Earlier, Salmond had played air-hockey with the children. Instinctively, he scored quickly, before he began to stop the puck and pass it gently to his seven-year-old partner. In everything, he plays to win.

Now, he delights in the near-panic on display from elements of the Westminster establishment at the prospect that the Scottish National Party could hold all, or nearly all, of Scotland’s Commons places, and hold the balance of power.

The efforts by the Conservatives to paint the SNP as northern ogres threatening civilisation prompts a derisive snort: “You can demonise me, of course you can, but demonise Nicola Sturgeon? You can’t demonise Nicola, it’s absurd.”

However, Cameron’s half-joking comparison of him to a pickpocket irks: “I say this in the presence of an Irishman: a Conservative Party that calls somebody else a thief, given the origins of the word ‘Tory’, is a bit muuuucchch,” he says, playing out the final word.

If there were any diplomatic niceties to begin with, they are gone now. Shortly after dawn on September 19th, he called Cameron to congratulate him, “because I am a graceful sort of guy”.

Minutes later, Cameron emerged on the steps of Downing Street, where he declared that extra devolution for Scotland would come in tandem with devolution for England – the so-called “English Votes For English Laws” project.

“Just in case we were too stupid to know what ‘in tandem’ meant, he said ‘at the same pace’. These were all developments that he hadn’t even discussed with anybody in England, let alone me.

“He was looking over his shoulder at [Nigel] Farage. That was all he could think about on the day after a momentous constitutional decision by the Scottish people,” he says, his loathing visible.

Close thing

Cameron could have emerged into Downing Street, declared the referendum to have been “a damn close-run thing”, saying that “it would have broken his heart had it gone the other way”.

Then, Cameron should have committed to the fast-track introduction of the extra self-government powers Scots were hurriedly offered in the final days of the campaign when the polls wobbled.

Such a measure might not have stopped the SNP’s post-referendum surge, he concedes: “But all he could think was . . . What was his slip the other day? Career defining? That’s just an indication of the smallness of the person we are dealing with.”
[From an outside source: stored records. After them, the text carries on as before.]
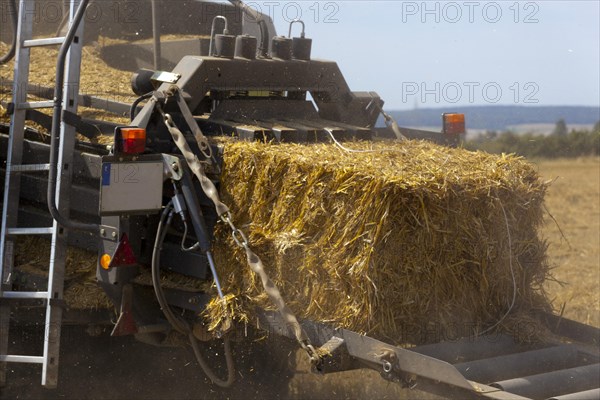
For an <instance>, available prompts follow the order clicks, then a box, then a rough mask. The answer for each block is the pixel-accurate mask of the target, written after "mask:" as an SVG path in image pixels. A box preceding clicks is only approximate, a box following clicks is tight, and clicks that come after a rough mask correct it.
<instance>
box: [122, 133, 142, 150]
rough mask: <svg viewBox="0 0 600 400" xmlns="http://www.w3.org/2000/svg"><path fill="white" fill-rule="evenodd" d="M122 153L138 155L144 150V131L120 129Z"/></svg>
mask: <svg viewBox="0 0 600 400" xmlns="http://www.w3.org/2000/svg"><path fill="white" fill-rule="evenodd" d="M121 140H122V152H123V153H125V154H140V153H143V152H144V150H146V129H144V128H137V127H133V128H121Z"/></svg>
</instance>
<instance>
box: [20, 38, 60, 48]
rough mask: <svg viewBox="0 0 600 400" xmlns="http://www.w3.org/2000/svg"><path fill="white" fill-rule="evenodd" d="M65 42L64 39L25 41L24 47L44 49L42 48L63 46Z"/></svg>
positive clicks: (51, 39) (24, 41)
mask: <svg viewBox="0 0 600 400" xmlns="http://www.w3.org/2000/svg"><path fill="white" fill-rule="evenodd" d="M64 41H65V38H64V37H55V38H45V39H31V40H24V41H23V47H25V48H30V47H42V46H54V45H57V44H63V43H64Z"/></svg>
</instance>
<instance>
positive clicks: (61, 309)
mask: <svg viewBox="0 0 600 400" xmlns="http://www.w3.org/2000/svg"><path fill="white" fill-rule="evenodd" d="M69 4H70V7H69V22H70V24H69V29H68V31H67V34H66V38H65V43H64V44H63V46H62V47H61V49H60V51H59V55H58V61H57V71H56V83H57V85H58V86H57V90H56V93H57V95H56V97H62V110H61V108H60V107H59V104H58V103H57V104H55V107H54V112H53V121H52V137H51V145H50V146H51V148H50V164H51V168H50V173H49V177H48V182H49V183H48V208H49V210H50V213H51V214H52V216H53V218H54V223H53V226H54V233H53V235H52V247H51V251H50V265H49V269H48V292H49V295H50V296H49V297H50V298H52V299H56V300H62V298H63V289H64V274H65V261H66V256H67V231H66V229H65V228H76V227H77V226H82V225H85V224H81V223H79V224H78V223H73V222H72V221H71V220H70V219H69V211H70V201H69V200H70V190H69V189H70V187H71V182H72V174H73V168H72V165H73V153H74V151H73V150H74V149H75V136H76V131H75V127H73V126H71V125H68V124H66V123H65V121H64V119H63V117H64V113H65V112H70V113H72V114H77V106H78V103H77V99H78V96H77V93H79V82H80V71H81V55H82V47H83V26H84V19H85V18H84V16H85V10H86V8H87V5H88V4H89V0H73V1H71V2H70V3H69ZM76 38H77V39H76ZM67 46H68V47H67ZM67 49H68V50H67ZM65 51H67V52H66V54H65V53H64V52H65ZM63 56H65V58H64V59H63V58H62V57H63ZM61 66H64V70H63V71H61V70H60V68H61ZM65 78H66V79H65ZM60 85H64V86H62V87H61V86H60ZM59 93H60V94H59ZM59 111H60V112H59ZM56 118H60V121H57V120H56ZM57 130H58V132H57ZM57 134H60V136H59V137H60V139H59V140H58V152H57V153H56V152H54V150H56V148H53V147H52V146H54V145H56V141H57V139H58V138H57ZM54 157H56V159H55V158H54ZM54 162H56V165H55V166H54V165H53V163H54ZM53 168H56V169H53ZM54 179H55V180H54ZM53 180H54V182H53ZM53 183H54V185H55V186H54V187H53V186H52V184H53ZM52 190H54V193H52ZM52 196H54V197H52ZM59 221H60V224H61V225H62V226H59ZM62 311H63V309H62V307H60V306H55V305H53V302H51V301H48V302H47V304H46V324H45V332H44V333H45V335H44V337H45V338H46V340H44V363H43V365H42V385H43V386H45V387H47V388H55V387H56V386H57V385H58V361H59V354H60V335H61V325H62Z"/></svg>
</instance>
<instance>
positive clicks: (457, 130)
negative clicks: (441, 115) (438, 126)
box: [442, 113, 466, 135]
mask: <svg viewBox="0 0 600 400" xmlns="http://www.w3.org/2000/svg"><path fill="white" fill-rule="evenodd" d="M442 120H443V132H444V134H445V135H460V134H462V133H465V132H466V131H465V114H457V113H444V114H442Z"/></svg>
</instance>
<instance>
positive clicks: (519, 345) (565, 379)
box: [258, 310, 600, 400]
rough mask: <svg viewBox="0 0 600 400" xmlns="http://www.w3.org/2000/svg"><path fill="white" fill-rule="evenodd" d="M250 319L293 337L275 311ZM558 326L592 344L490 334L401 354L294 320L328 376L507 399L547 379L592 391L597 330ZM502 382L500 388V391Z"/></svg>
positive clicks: (585, 326)
mask: <svg viewBox="0 0 600 400" xmlns="http://www.w3.org/2000/svg"><path fill="white" fill-rule="evenodd" d="M258 314H259V316H258V321H259V326H260V327H261V328H262V329H264V330H266V331H268V332H270V333H273V334H276V335H280V336H286V337H289V338H290V339H291V338H293V336H292V334H291V332H290V331H289V329H288V327H287V325H286V324H285V321H283V319H282V318H281V317H280V316H279V314H278V313H276V312H272V311H262V310H258ZM541 318H542V319H544V318H548V319H549V320H550V321H554V322H555V320H556V318H557V317H556V316H552V315H550V314H544V315H541ZM562 322H563V323H564V324H565V325H566V326H575V327H576V329H575V330H574V331H573V330H570V331H569V330H565V331H562V333H563V334H568V333H574V334H575V336H576V337H577V338H578V339H579V340H584V341H585V342H586V343H590V344H595V345H593V346H583V347H582V346H581V345H578V344H575V343H571V344H565V343H562V341H564V340H565V339H572V338H571V337H570V336H566V337H563V338H562V340H559V341H557V343H554V344H553V343H549V344H548V343H546V344H542V343H537V344H520V343H518V342H517V341H516V340H515V339H514V338H512V337H510V336H506V335H501V334H497V335H493V336H481V337H471V338H464V339H460V340H456V341H453V342H441V343H436V344H431V345H424V346H416V347H412V348H408V349H407V348H402V347H398V346H395V345H392V344H389V343H385V342H383V341H380V340H377V339H374V338H371V337H368V336H364V335H360V334H358V333H355V332H352V331H349V330H347V329H335V328H333V327H331V326H329V325H326V324H321V323H316V322H312V321H302V322H301V324H302V326H303V328H304V330H305V332H306V333H307V335H308V336H309V338H310V340H311V342H312V343H313V344H314V345H315V346H321V347H322V348H323V349H325V350H327V351H328V352H329V353H330V356H329V357H327V358H325V361H324V363H323V364H322V365H321V366H319V367H317V368H318V369H315V370H314V371H313V372H320V373H333V372H341V371H347V370H353V369H358V368H368V369H373V370H375V371H378V372H379V373H380V374H381V376H382V378H384V379H386V380H389V381H391V382H396V383H398V384H400V385H402V386H403V387H408V388H411V389H416V390H422V391H426V392H429V393H434V394H438V395H442V396H444V397H450V398H461V399H481V398H487V399H495V400H507V399H513V400H514V399H528V398H529V396H531V397H533V398H539V396H538V395H537V394H541V395H542V396H544V395H548V393H544V391H545V390H546V389H544V387H545V386H547V385H548V384H549V383H550V382H552V383H555V381H556V382H558V383H559V384H555V387H556V386H558V385H560V386H563V387H565V388H568V389H570V390H571V391H574V392H576V393H574V395H577V393H579V391H582V392H583V391H585V390H587V389H589V385H590V384H592V385H593V384H595V387H596V388H598V387H600V386H599V382H597V381H598V379H600V378H598V377H596V381H594V373H595V371H596V369H597V368H599V367H600V364H598V363H599V362H600V351H599V350H600V349H599V348H598V342H597V340H598V338H600V330H599V329H596V328H592V327H588V326H585V325H582V324H578V323H576V322H574V321H569V320H562ZM582 326H583V327H585V334H584V333H582V331H581V329H579V328H581V327H582ZM524 364H525V365H524ZM470 368H474V369H473V370H471V369H470ZM483 369H485V370H487V371H488V376H487V377H485V379H486V382H485V383H484V382H477V381H474V380H470V379H468V378H467V377H469V376H476V375H477V374H479V376H482V375H481V370H483ZM494 371H495V374H494ZM564 371H566V372H564ZM570 371H573V372H570ZM490 372H491V374H490ZM574 374H575V375H574ZM577 374H579V376H578V375H577ZM507 376H510V377H513V378H514V377H519V378H520V380H519V384H520V385H523V382H525V385H527V382H528V381H531V382H532V383H531V385H529V386H525V387H523V386H521V387H518V388H515V389H509V384H504V383H503V382H508V381H506V380H505V378H506V377H507ZM573 376H575V377H576V378H573ZM577 378H579V380H577ZM501 379H503V381H500V380H501ZM561 379H562V381H561ZM492 382H497V383H492ZM544 382H545V383H544ZM561 382H562V383H561ZM503 385H506V388H504V389H503ZM510 390H516V391H517V392H518V391H522V392H523V393H528V395H527V396H522V395H519V394H517V393H514V392H511V391H510ZM554 394H563V393H554ZM550 395H553V394H550ZM544 398H545V397H544Z"/></svg>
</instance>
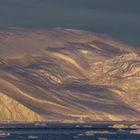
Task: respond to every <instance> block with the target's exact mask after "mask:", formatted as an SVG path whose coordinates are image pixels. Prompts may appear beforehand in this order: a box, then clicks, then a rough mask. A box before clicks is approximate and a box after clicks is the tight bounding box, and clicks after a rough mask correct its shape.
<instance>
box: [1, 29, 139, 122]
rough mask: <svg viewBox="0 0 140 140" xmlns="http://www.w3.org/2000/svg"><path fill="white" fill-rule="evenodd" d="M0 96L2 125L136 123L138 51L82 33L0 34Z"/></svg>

Salmond is no slower about offering advice to Labour's Ed Miliband, who he believes will have no choice but to agree a deal of some kind with the SNP after May 7th if he ends up in No 10, but short of a commons majority.

“Let’s say Ed Miliband is beaten on a vote. He doesn’t have the option of saying he’s fed up; he has to get on with it; or do what I did after [losing a vote during his time running a minority SNP government in Holyrood after 2007],” he says.
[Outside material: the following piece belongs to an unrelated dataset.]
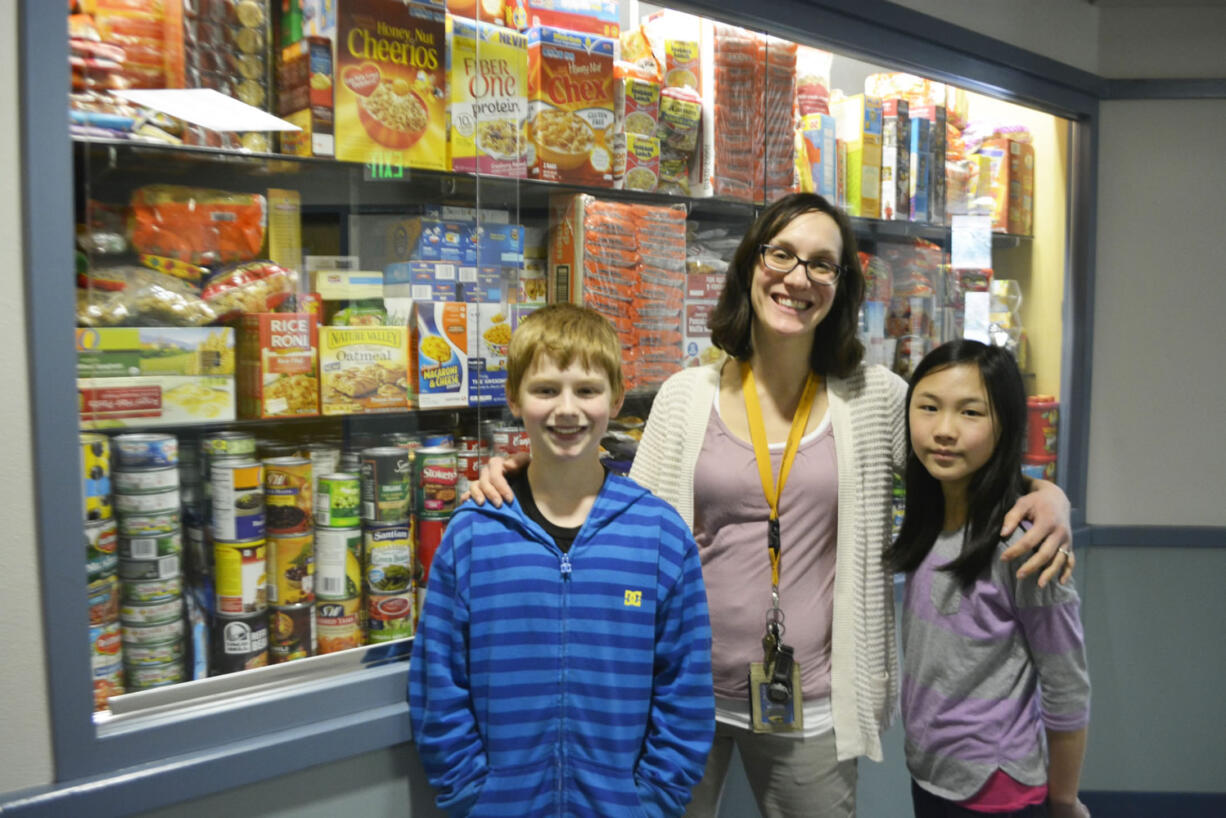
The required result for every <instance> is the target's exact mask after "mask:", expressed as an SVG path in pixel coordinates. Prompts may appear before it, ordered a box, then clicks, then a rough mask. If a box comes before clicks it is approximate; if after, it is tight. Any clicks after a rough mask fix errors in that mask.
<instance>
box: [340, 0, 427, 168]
mask: <svg viewBox="0 0 1226 818" xmlns="http://www.w3.org/2000/svg"><path fill="white" fill-rule="evenodd" d="M338 13H340V16H338V23H337V42H336V82H335V87H336V158H338V159H343V161H349V162H378V163H381V164H387V166H400V167H414V168H427V169H433V170H447V169H449V168H447V130H446V77H447V71H446V23H445V12H444V10H443V9H436V7H430V6H425V5H421V4H416V2H409V4H405V2H402V1H401V0H347V1H346V2H342V4H341V6H340V12H338Z"/></svg>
However, Miliband’s job in such circumstances is more difficult, since Salmond was able to negotiate separately with Labour, the Conservatives and the Liberal Democrats.

Having negotiated with Labour on free prescriptions, he created a Holyrood majority with the Liberals over tuition fees “ironically enough, given what they did later in London” and with the Conservatives about business rates.
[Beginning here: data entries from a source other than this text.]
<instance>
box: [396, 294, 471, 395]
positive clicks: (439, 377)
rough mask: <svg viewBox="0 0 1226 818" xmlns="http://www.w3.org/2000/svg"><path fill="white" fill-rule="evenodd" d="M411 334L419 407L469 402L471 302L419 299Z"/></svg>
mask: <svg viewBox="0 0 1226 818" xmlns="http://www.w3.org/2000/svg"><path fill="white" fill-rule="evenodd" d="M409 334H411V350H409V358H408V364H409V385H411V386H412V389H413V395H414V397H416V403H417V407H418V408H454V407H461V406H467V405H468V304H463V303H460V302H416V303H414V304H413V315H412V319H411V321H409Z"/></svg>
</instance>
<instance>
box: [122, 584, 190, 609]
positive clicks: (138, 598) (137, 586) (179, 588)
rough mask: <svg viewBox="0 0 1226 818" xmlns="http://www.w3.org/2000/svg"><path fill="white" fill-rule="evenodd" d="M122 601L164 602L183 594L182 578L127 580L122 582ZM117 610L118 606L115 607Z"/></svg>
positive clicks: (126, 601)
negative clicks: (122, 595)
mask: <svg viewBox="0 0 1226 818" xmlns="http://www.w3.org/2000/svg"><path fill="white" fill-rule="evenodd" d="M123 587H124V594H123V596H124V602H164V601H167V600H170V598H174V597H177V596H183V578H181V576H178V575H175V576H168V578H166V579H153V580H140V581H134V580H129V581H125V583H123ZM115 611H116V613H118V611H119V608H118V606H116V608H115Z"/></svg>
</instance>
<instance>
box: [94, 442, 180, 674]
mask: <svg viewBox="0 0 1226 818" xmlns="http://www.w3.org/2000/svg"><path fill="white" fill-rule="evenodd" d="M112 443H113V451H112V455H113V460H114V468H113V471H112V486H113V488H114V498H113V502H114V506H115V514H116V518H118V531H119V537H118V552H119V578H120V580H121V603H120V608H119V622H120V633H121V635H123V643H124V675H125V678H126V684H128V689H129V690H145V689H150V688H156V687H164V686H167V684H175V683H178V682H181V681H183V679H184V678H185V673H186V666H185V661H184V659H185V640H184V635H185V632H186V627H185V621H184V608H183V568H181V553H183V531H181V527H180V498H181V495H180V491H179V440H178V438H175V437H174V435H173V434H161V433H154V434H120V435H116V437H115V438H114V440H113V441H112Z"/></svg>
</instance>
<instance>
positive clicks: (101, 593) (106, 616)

“The majority party should always try to get the smaller party into coalition. That is what I wanted to do in 2007. I wanted the Liberal Democrats to come into the coalition. They refused.

“If you can’t get that you want confidence and supply [covering votes on budgets and confidence motions] because you get security for a limited area of concession,” he says.

“Vote by vote, however, is much better for the minority party and much worse for the majority one. But nobody seems to have informed the Labour leader of the reality of that. But he’ll soon find out.”